Optimizing Aggregate Selection and Mineral Additive to Enhance the Elasto-Mechanical Aspects of High-Performance Concrete
Abstract
This study focuses on deciphering the key factors influencing the production of high-performance concrete, with an emphasis on achieving elevated the mechanical properties of normal concrete (NC) and mineral admixture concrete (MAC). Through an extensive series of experiments, the investigation seeks to unravel the nuanced interplay of aggregate size, aggregate volume, and paste content in the quest for optimizing Young's modulus. The study utilized charnockite and hematite aggregate with varying maximum sizes, by incorporating fly ash (FA) and silica fume (SF) as mineral additives. The results revealed that the NC exhibits an increase in strength with the higher grade of M50 grade containing 20 mm aggregates (M 50/20). The MAC showed enhancements due to the use of mineral additives in heavy density concrete of 30 grade containing 20 mm aggregate (H 30/20).

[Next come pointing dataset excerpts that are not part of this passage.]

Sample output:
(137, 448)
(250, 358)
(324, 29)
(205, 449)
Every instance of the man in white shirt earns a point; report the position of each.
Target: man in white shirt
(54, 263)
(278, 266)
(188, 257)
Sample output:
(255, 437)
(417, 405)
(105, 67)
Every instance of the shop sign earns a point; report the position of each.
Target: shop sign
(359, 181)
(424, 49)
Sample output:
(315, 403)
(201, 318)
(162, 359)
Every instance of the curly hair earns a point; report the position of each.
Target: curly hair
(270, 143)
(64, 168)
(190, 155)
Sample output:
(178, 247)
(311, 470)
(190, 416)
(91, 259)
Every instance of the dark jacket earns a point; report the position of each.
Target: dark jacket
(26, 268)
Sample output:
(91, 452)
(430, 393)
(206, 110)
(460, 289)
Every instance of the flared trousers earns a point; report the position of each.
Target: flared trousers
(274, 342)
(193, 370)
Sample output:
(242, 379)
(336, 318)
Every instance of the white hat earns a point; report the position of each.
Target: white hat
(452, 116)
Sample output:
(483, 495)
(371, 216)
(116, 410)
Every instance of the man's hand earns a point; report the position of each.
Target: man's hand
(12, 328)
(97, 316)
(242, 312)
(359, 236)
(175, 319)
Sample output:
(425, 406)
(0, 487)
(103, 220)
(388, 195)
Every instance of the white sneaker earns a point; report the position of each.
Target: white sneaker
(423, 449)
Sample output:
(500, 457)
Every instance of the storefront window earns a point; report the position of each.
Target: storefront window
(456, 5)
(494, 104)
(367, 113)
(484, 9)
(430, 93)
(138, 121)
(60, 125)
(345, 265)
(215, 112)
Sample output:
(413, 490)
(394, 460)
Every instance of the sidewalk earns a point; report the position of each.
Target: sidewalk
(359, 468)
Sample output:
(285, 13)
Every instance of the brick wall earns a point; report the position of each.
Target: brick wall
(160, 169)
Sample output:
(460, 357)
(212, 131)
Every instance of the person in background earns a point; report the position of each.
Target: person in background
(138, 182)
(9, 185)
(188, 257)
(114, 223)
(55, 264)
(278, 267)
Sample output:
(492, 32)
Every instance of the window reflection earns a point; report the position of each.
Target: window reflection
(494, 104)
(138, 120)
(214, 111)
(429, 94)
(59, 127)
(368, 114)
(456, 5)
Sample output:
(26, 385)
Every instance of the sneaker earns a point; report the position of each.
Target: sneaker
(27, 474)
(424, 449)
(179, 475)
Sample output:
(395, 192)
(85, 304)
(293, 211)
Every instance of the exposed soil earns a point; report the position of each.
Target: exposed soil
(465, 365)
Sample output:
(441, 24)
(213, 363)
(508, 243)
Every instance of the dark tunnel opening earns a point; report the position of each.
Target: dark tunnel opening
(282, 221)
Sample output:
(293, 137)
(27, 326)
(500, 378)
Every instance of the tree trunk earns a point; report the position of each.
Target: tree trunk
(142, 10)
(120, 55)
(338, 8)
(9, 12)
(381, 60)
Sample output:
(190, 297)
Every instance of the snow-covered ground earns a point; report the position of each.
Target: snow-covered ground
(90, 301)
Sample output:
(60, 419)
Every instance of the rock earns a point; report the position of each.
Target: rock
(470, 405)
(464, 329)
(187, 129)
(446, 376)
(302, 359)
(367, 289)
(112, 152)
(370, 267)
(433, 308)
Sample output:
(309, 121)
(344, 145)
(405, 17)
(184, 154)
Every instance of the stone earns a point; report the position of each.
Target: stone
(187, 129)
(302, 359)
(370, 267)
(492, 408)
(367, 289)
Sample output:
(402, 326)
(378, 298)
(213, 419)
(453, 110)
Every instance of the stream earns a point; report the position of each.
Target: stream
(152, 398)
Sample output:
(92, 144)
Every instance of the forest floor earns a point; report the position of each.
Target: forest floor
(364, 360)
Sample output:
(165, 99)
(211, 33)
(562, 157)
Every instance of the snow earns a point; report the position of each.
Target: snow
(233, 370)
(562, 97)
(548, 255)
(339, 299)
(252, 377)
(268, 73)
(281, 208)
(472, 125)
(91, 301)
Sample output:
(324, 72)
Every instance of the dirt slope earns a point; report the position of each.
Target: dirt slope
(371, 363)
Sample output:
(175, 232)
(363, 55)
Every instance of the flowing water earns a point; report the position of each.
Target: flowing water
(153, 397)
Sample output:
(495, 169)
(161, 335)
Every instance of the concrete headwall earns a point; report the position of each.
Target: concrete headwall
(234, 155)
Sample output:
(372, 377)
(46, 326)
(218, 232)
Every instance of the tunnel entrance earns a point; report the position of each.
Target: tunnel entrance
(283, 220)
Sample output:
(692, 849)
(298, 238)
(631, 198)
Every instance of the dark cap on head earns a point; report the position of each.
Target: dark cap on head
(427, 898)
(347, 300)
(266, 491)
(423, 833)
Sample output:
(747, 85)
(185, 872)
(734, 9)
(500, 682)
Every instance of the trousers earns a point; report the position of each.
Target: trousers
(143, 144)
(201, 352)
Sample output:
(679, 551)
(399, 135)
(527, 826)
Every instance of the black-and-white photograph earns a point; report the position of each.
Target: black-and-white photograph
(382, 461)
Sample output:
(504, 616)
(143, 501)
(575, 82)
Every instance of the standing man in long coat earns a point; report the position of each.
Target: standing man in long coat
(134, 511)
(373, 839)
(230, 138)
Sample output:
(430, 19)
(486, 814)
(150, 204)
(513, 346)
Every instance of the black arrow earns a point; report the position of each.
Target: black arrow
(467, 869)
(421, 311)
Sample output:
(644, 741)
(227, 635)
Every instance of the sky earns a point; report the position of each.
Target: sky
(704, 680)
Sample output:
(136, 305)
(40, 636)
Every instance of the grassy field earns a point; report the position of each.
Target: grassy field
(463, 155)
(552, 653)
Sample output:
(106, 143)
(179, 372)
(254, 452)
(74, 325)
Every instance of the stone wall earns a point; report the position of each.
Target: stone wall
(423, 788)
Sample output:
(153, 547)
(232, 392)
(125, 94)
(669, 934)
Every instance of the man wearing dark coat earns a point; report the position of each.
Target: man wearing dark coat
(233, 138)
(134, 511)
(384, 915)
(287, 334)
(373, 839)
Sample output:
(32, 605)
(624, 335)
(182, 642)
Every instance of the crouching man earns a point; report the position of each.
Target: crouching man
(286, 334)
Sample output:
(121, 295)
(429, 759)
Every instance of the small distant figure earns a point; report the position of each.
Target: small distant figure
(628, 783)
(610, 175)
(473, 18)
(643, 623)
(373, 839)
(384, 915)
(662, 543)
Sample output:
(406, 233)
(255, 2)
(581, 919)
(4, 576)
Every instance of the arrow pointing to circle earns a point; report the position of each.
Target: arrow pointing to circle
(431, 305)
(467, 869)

MAC H 30/20 showed significant strength improvements, with increases of 15.74% in split tensile strength, 26.05% in flexural strength, and 16.48% in compressive strength compared to NC M 50/20. Similarly, the Young's modulus was 40.16 GPa for the NC M 50/20 and 42.42 GPa for the MAC N 60/20. In summary, the study highlights the positive effects of hematite aggregates on concrete stiffness and the synergistic contributions of mineral additives.